CPT Test code: 82533
|Minimum Volume:||0.3 mL (Note: This volume does not allow for repeat testing.)|
|Container:||Red-top tube or gel-barrier tube|
|Collection:||If a red-top tube is used, transfer separated serum to a plastic transport tube. Blood should be drawn at 8 AM and 4 PM to evaluate baseline diurnal variation (see Cortisol, AM & PM ). Morning specimen is often ordered with ACTH level.|
|Causes for Rejection:||Citrate plasma specimen; improper labeling|
|Reference Interval:||• 2.3-19.4 μg/dL
• AM: 6.2-19.4 μg/dL; PM: 2.3-11.9 μg/dL
|Use:||Establish the diagnosis of adrenocortical insufficiency, Addison’s disease, adrenocortical hypersecretion, Cushing’s syndrome.

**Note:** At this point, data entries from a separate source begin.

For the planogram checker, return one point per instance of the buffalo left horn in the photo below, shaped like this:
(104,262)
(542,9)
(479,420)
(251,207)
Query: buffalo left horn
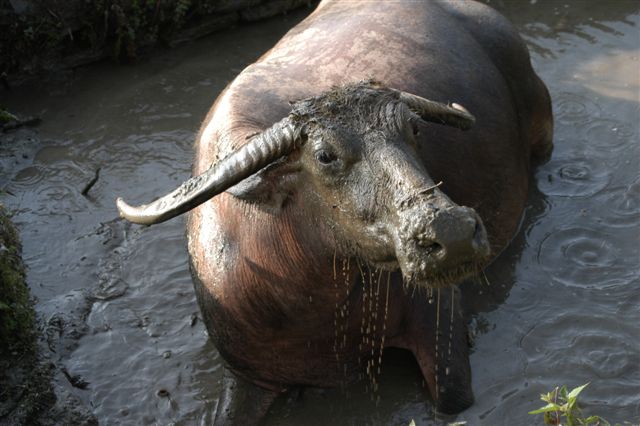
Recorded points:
(275,142)
(454,115)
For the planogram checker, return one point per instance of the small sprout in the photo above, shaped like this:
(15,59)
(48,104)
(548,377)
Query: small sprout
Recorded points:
(562,409)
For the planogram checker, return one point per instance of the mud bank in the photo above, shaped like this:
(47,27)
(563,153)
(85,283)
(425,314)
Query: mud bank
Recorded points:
(40,36)
(27,395)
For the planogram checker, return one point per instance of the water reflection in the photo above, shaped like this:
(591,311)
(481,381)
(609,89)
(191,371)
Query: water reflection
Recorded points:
(560,307)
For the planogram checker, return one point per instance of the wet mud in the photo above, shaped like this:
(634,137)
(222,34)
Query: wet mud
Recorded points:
(560,306)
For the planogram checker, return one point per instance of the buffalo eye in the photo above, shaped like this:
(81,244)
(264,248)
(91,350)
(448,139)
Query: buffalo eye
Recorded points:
(414,127)
(325,157)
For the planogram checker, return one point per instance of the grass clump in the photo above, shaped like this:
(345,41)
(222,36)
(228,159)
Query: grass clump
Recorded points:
(17,315)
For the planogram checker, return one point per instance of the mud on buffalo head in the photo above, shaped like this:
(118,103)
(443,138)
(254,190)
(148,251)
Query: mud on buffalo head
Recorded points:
(354,150)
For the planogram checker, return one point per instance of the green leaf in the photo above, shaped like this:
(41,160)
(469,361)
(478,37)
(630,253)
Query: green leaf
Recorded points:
(547,408)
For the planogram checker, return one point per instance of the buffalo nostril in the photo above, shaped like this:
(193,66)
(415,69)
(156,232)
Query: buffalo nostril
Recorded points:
(430,246)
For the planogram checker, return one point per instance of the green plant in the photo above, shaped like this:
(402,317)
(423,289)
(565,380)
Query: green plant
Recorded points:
(563,404)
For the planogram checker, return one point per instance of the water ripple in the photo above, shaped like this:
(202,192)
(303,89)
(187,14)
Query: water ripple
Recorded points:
(573,177)
(571,108)
(609,134)
(587,345)
(582,257)
(621,205)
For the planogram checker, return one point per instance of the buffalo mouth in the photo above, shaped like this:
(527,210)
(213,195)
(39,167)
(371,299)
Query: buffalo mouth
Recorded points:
(442,278)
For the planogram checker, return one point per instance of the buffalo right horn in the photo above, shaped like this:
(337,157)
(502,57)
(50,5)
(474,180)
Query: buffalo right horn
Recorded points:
(455,115)
(275,142)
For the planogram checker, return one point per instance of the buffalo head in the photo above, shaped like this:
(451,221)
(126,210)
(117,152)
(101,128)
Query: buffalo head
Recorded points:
(354,149)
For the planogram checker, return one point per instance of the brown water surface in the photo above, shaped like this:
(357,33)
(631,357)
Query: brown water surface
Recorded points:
(562,307)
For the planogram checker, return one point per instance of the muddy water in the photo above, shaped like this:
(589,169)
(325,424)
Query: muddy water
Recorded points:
(562,307)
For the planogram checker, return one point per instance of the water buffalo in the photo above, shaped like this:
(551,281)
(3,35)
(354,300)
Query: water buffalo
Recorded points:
(330,180)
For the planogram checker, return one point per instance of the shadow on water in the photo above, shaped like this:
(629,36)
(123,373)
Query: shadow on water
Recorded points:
(561,306)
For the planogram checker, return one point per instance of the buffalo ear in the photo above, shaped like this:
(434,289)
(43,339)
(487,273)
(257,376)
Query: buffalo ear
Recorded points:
(270,188)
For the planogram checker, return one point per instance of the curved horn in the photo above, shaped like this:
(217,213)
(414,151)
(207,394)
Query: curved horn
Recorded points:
(263,149)
(455,115)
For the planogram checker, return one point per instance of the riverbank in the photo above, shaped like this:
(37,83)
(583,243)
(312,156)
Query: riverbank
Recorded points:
(38,37)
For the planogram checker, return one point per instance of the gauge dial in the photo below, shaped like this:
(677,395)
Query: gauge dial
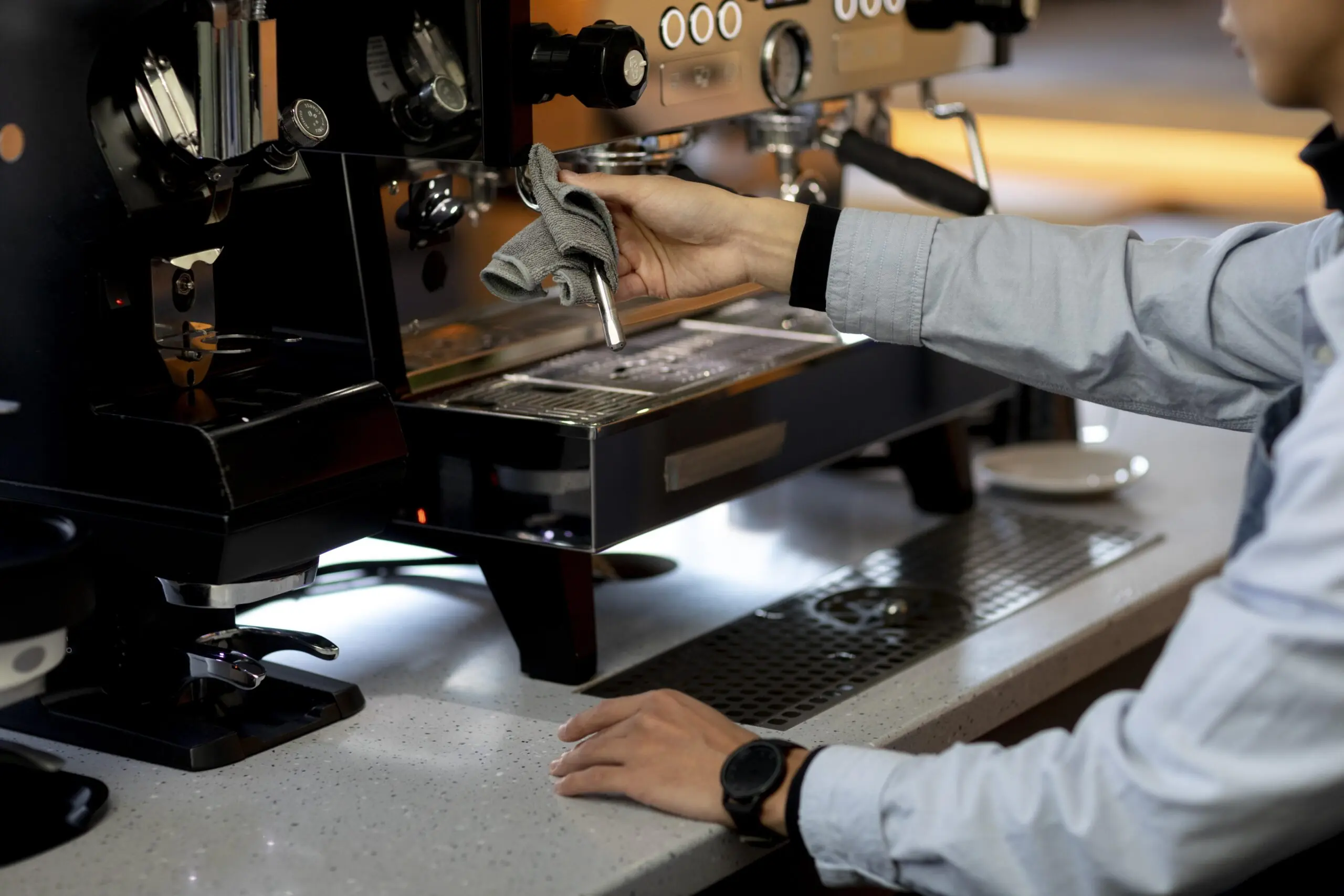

Malfunction of the organs in the hypothalamic-pituitary-adrenal cortex axis will result in alteration of the cortisol levels.|
|Limitations:||Pregnancy, contraceptives, and estrogen therapy give rise to elevated cortisol concentrations.1 In samples from patients who have been treated with prednisolone, methylprednisolone, or prednisone, falsely elevated concentrations of cortisol may be determined.1 During metyrapone tests, 11-deoxycortisol levels are elevated.1 Falsely-elevated cortisol values may be determined due to cross reactions. Patients suffering from 21-hydroxylase-deficiency exhibit elevated 21-deoxycortisol levels and this can also give rise to elevated cortisol levels.1
The time of sample collection must be taken into account when interpreting results due to the cortisol secretion circadian rhythm. Severe stress can also give rise to elevated cortisol levels.1
In patients receiving therapy with high biotin doses (ie, >5 mg/day), no sample should be taken until at least eight hours after the last biotin administration.1 As with all tests containing monoclonal mouse antibodies, erroneous findings may be obtained from samples taken from patients who have been treated with monoclonal mouse antibodies or who have received them for diagnostic purposes.1 In rare cases, interference due to extremely high titers of antibodies to streptavidin and ruthenium can occur.1 The test contains additives, which minimize these effects.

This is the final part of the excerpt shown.